In the simplest sense, the Americans were beaten by a better team. Belgium has far superior talent in every position on the field. They’re also young, confident and seem to have a much better sense of each other’s role on the pitch than the U.S.
That being said, if the U.S. is going to qualify for the World Cup and actually compete while down in Brazil, they have to do the small things right. This, of course, is why friendly matches are played – to learn from your mistakes.
The mistakes began early last night.
After Jozy Altidore failed to convert Clint Dempsey’s cross in the 5th minute, the ball was cleared before eventually ending up on the foot of Ajax’s Toby Alderweireld, who hammered a 40 yard diagonal ball to Kevin de Bruyne on the left wing.
The ball caught Geoff Cameron off-guard and he worked hard to recover. The right back closed down de Bruyne and the tricky winger took advantage, cutting inside and leaving Cameron off-balance.
From the time Alderweireld’s ball was in the air until de Bruyne cut inside, Belgian striker Romelu Lukaku was begging for the ball to be played into the space in front of him. In fact, the Chelsea striker literally pointed to the space for about 5 seconds.

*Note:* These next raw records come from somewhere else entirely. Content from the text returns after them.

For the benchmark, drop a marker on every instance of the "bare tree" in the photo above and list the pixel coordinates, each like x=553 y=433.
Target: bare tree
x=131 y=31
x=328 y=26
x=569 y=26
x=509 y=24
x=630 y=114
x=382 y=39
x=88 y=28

And yet, for some reason, Clarence Goodson was happy enough to be loping about, five yards behind Lukaku. It’s simply not good enough. Over the course of the last year, Lukaku has fast become a world-class striker. Allowing him five yards of space while on the run is acres too much.
Meanwhile, Cameron was so enamored by de Bruyne’s through ball that he slowed up and watched the on-charging Lukaku. Omar Gonzalez, merely a spectator at this point, looked to see whether Tim Howard could save the day.
And he nearly did. Lukaku’s touch wasn’t enough to get by the Everton keeper but the rebound spilled out to the corner of the box. Cameron should have been all over this clearance but his failure to think one step ahead prevented him from doing so. And Kevin Mirallas was there to punish the Americans with a delicate chip into the back of the net.
Was it a horrible goal to give up?
No. But it easily could have been prevented by Goodson and Cameron if they stopped ball watching and anticipated one to two plays ahead. Basic concepts for defenders, really.